Homologous Recombination Deficiency is Detectable from H&E Whole Slide Images in Real World Prostate Needle Core Biopsies

USCAP 2023 Annual Meeting PRESENTATION
Authors Abbas A Rizvi, PhD, Kunal Nagpal, MS, Rohan Joshi, MD, PhD, Geoffrey Schau, PhD, Rachel Baits, BS, Yoni Muller, BA, Martin C Stumpe, PhD, Nike Beaubier, MD

Homologous recombination deficiency (HRD) is an increasingly important molecular phenotype
given the development of targeted treatments for HRD positive tumors. While HRD is routinely
assessed in breast and ovarian cancer, prostate cancer patients with homologous
recombination repair (HRR) gene loss may also benefit from targeted therapy. Here, we applied
weakly supervised deep learning to predict HRD status from hematoxylin and eosin (H&E)
stained whole-slide images (WSIs) in prostate cancer as a potential screening assay for
confirmatory sequencing.

Real world prostate cancer tumor biopsy and resection specimens were collected; each sample
additionally included: 1) clinical characteristics, 2) molecular profiles via DNA/RNA sequencing,
and 3) digitized WSI data. The ground truth HRD status for each WSI was generated from an
analytically validated commercial assay that relies on RNA expression. Attention-based
multiple-instance-learning networks were trained to predict HRD status from WSIs. All WSIs
(N=3210, HRD+ 8.1%) were split into training (N=2038, HRD+ 7.8%), tuning (N=455, HRD+
9.8%), and test sets (N=332, HRD+ 8.4%). The test set consisted of needle core biopsies
scanned on Leica GT450, while the training/tuning sets included biopsies and resections
scanned on Leica GT450 or Philips UFS instruments.

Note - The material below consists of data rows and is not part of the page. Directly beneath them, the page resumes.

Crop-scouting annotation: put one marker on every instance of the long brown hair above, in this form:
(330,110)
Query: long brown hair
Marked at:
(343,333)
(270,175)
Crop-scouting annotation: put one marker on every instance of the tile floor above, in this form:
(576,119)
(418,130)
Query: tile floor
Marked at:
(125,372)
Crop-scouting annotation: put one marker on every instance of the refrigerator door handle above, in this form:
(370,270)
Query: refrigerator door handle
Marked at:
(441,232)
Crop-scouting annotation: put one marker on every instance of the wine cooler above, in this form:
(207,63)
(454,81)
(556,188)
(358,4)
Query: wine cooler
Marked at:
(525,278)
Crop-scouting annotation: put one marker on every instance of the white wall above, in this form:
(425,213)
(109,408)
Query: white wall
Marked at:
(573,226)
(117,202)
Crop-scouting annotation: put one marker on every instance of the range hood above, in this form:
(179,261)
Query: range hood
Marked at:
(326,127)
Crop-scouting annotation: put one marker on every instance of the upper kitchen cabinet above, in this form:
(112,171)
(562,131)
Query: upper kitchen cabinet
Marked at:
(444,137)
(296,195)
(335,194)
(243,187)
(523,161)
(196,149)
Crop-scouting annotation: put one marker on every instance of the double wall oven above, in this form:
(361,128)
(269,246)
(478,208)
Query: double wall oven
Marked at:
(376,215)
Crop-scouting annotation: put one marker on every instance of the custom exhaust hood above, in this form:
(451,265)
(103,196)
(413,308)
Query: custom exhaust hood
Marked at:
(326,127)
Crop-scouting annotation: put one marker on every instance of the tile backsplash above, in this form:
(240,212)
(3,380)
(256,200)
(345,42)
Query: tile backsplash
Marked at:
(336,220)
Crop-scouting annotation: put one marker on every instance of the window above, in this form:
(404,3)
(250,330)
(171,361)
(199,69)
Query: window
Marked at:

The cohort skewed towards high gleason scores (GS) and these high GS samples had a higher
prevalence of HRD (Table 1). Predicting HRD from WSI resulted in an area under receiving
operating characteristic (AUROC) of 0.73 [0.64-0.82 95% CI] on the test set (Figure 1A). At
70% sensitivity, the predictor had a 21.3% PPV across all samples compared to an underlying
prevalence of 8.4%. In additional analysis, we found that the model is able to effectively stratify
patients with BRCA double hit mutations (AUROC: 0.77 [0.68-0.84 95% CI], Figure 1B).
Performance remained robust in GS7-8 (AUROC 0.81, PPV 23.5% at 70% sensitivity) and
GS9-10 (AUROC 0.68, PPV 16.7% at 70% sensitivity). Visualization of high attention
HRD+/HRD- tiles suggest the model relies on dense tumor regions in making its predictions
(Figure 2).

An imaging-based model effectively predicts HRD status and BRCA double-hit mutations from
routine H&E images. This low-cost and rapid detection capability could help to prioritize tissue
for confirmatory molecular testing and better identify populations that may benefit from existing
therapy or clinical trial enrollment eligibility.